You already have a good definition for the gamma function for $\Re z > 0$. The gamma function has a fairly natural extension by transforming your integral definition into one over a contour in the complex plane. To do this, define $h(w)=w^{z-1}$ to be the complex function with a branch cut along the positive real axis. This can be written as $$ h(w) = e^{\log(w)(z-1)} $$ where $\log$ its branch cut along the positive real axis. Then $h(w)$ has a jump across the real axis given by $$ h(x+2\pi i)-h(x) = (e^{2\pi i z}-1)h(x),\;\;\; 0 \le x < \infty. $$ Letting $C$ be the complex contour starting at $\infty + 2\pi i$, circling clockwise around the origin and ending at $\infty + i0$, the Gamma function becomes $$ \begin{align} \Gamma(z) & = \frac{1}{e^{2\pi i z}-1}\int_{C}e^{-wz}w^{-1+z}dw \\ & = \frac{e^{-i\pi z}}{2i\sin(\pi z)}\int_{C}e^{-wz}w^{-1+z}dw. \end{align} $$ The contour $C$ can be distorted to avoid the origin, without altering the value of the gamma function for $\Re z > 0$. Once this is done, the above integral extends naturally to $\Re z \le 0$ because nothing keeps the integral from converging.

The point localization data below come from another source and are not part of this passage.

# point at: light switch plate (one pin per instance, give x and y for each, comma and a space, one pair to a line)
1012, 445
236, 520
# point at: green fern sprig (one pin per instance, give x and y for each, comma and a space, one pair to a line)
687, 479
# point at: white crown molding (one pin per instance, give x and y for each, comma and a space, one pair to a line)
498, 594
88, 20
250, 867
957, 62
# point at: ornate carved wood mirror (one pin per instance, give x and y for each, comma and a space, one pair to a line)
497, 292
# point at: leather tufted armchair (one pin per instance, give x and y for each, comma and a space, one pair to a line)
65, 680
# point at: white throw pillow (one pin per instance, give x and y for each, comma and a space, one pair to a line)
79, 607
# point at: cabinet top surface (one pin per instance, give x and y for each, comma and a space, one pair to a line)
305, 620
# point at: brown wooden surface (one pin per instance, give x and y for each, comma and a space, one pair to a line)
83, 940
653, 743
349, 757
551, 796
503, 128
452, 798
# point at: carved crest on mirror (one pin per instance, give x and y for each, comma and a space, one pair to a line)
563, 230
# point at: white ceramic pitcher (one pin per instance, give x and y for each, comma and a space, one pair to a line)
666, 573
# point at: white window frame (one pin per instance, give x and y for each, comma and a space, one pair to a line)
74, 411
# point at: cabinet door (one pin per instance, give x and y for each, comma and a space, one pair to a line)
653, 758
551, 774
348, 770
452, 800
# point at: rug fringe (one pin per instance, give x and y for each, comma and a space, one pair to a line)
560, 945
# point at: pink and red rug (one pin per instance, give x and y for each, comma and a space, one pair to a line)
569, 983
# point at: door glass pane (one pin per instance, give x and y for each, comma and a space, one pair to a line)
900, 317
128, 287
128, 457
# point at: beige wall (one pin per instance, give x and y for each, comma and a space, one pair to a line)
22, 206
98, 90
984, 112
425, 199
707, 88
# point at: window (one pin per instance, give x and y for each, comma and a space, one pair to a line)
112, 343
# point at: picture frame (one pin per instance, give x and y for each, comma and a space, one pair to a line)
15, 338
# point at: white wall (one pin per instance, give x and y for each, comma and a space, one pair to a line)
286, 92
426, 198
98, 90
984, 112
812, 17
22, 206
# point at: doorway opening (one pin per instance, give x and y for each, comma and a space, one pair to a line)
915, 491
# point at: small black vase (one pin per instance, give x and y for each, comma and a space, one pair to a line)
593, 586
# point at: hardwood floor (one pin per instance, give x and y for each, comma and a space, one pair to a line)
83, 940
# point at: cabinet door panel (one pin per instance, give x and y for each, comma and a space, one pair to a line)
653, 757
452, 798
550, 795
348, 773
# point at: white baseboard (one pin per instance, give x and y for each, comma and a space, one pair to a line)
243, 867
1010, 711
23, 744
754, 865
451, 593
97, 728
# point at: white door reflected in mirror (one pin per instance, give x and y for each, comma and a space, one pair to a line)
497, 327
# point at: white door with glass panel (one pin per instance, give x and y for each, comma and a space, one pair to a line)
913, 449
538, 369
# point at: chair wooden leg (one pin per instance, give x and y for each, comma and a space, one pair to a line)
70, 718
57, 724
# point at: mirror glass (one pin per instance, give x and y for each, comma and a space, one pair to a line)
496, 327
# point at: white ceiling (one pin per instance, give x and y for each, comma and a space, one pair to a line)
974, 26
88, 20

One sees, however, that the $\sin$ function prevents the extension of $\Gamma$ to $z=0,-1,-2,-3,\ldots$. For positive integers $\sin \pi z$ vanishes, but so does the contour integral, which is why the definition remains valid there after removing the singularity.
Now it is apparent that $\Gamma$ has a holomorphic extension to $\mathbb{C}\setminus\{0,-1,-2,\ldots\}$. The identity $z\Gamma(z)=\Gamma(z+1)$ must hold everywhere the identity makes sense, because of the Identity Theorem of Complex Analysis. Or you can verify the extended identity directly from the new integral definition.
At first glance, it is a strange fact that $$ \Gamma(z)\Gamma(1-z)\sin\pi z $$ extends to an entire function of $z$. In fact, this function is a constant: $$ \Gamma(z)\Gamma(1-z)\sin \pi z = \pi. $$ So, the sin function factors into products of two reciprocal gamma functions: $$ \sin \pi z = \pi\frac{1}{\Gamma(z)}\frac{1}{\Gamma(1-z)}. $$ Using this identity, one can obtain Hankel's classical contour integral for the reciprocal gamma function: $$ \frac{1}{\Gamma(z)} = \frac{1}{2\pi i}\int_{C} e^{-wz} (-w)^{-z}\,dw. $$ Hankel's formula for the reciprocal gamma function is great because $1/\Gamma(z)$ extends to an entire function of $z$, and has a concise complex contour integral definition. You do have to juggle the contour around a bit to get the definition to hold everywhere, but it's not that tricky.